Mamata denies farmers’ suicide in Bengal

January 19, 2012 04:45 pm | Updated November 17, 2021 05:11 am IST - Kolkata

West Bengal Chief Minister Mamata Banerjee arrives to attend a meeting in Kolkata. File photo

West Bengal Chief Minister Mamata Banerjee arrives to attend a meeting in Kolkata. File photo

West Bengal Chief Minister Mamata Banerjee on Thursday denied reports about farmers’ suicide in the state, a day after CPI(M) general secretary Prakash Karat held the Trinamool Congress-led government responsible for the suicides.

“Twelve persons died due to some disease and they were not connected to farming, while reports said that some others took heavy loans from banks for personal purposes,” Ms. Banerjee told a Panchayatiraj Sammelan at the Netaji Indoor Stadium.

Challenging the CPI(M) for spreading canards against her government, the chief minister claimed that 199 farmers had been killed by the Left Front while it was in power.

“You should be ashamed of the atrocities committed during your rule on the farmers. You killed farmers, looted them, snatched their produce and drove them out of their fields. We have not forgotten the atrocities on them,” she alleged.

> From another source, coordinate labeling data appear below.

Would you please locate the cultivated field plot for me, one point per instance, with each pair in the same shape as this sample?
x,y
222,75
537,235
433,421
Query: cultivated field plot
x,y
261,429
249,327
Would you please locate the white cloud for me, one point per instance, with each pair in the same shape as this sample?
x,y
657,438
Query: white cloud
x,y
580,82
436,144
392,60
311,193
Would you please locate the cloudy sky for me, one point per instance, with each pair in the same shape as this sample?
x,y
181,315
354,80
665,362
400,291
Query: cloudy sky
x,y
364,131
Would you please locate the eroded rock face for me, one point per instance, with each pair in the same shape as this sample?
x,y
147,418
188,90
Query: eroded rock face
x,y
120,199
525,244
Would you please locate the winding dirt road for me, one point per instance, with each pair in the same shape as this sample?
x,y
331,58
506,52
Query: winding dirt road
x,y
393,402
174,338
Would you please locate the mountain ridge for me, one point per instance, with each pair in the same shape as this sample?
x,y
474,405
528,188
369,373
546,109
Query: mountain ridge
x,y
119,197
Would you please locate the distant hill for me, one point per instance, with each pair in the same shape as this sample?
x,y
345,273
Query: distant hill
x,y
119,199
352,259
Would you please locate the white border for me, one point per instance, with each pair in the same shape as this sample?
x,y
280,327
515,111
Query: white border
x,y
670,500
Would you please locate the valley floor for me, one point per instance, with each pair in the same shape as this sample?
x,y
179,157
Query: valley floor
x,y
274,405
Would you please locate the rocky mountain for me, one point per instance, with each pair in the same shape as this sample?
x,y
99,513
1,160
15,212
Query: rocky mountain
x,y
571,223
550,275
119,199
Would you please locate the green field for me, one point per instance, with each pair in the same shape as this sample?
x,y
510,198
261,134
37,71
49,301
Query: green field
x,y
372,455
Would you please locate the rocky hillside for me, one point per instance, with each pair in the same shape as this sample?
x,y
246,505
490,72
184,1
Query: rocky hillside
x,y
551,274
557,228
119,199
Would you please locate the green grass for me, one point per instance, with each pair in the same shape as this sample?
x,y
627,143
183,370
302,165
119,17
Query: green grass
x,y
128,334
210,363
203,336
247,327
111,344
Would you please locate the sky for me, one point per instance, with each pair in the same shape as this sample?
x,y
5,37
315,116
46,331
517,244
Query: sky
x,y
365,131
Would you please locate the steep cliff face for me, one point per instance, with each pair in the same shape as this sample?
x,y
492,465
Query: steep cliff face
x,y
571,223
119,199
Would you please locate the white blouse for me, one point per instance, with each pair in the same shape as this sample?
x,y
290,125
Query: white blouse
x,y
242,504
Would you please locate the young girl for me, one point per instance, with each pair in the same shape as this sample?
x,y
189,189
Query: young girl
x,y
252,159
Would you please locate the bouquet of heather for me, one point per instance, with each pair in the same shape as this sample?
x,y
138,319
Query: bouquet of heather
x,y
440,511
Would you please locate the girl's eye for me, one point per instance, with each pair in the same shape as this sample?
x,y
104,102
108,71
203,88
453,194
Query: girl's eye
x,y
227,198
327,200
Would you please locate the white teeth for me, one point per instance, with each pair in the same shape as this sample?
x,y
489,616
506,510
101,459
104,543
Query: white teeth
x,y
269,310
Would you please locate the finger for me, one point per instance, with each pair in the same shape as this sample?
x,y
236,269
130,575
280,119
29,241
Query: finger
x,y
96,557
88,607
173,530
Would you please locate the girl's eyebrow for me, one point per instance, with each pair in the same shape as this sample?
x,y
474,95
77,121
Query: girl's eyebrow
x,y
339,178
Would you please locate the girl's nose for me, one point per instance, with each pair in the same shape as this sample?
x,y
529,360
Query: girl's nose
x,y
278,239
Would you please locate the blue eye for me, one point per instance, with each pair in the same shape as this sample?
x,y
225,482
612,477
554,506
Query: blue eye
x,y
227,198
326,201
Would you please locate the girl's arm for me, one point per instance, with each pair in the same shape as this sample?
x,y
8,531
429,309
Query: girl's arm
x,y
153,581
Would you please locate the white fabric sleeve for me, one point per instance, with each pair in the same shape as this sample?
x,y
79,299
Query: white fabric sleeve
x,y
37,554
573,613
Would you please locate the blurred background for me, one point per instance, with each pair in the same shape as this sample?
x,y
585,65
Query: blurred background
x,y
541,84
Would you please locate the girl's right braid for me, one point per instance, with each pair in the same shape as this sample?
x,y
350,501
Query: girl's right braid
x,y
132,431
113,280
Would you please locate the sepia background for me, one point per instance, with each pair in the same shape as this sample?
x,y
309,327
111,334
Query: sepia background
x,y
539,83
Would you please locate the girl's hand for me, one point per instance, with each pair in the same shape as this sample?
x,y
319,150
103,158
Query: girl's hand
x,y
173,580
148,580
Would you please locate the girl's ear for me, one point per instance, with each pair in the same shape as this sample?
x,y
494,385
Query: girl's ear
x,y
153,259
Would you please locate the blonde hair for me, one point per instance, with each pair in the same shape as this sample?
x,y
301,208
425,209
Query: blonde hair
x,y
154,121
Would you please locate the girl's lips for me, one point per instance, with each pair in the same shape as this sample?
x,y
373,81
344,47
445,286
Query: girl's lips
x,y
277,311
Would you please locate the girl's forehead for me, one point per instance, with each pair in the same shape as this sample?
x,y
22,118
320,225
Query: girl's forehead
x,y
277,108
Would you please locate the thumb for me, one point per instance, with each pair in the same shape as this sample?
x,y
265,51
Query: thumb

“To safeguard the farmers’ interests, I went on a 26-day fasting in the city in 2006, while farmland was being forcibly acquired. I know farmers’ agony,” Ms. Banerjee said.

She said her government during the seven-month rule introduced Kisan Card and the farmers’ insurance scheme and denied the CPI(M)’s charge that she had kept quiet while the fertiliser price was decontrolled.

Further to her defence, she said she was instrumental in resisting the Centre’s move to raise prices of petroleum products and FDI entry in the retail sector.

Mr. Karat had on Wednesday blamed the policy of the present state government for the suicide of “at least 21 farmers in West Bengal in recent weeks”.

“If you don’t intervene to ensure that farmers get fair or minimum price for procurement and if you don’t take adequate steps to alleviate their indebtedness, this will happen,” Mr. Karat told reporters.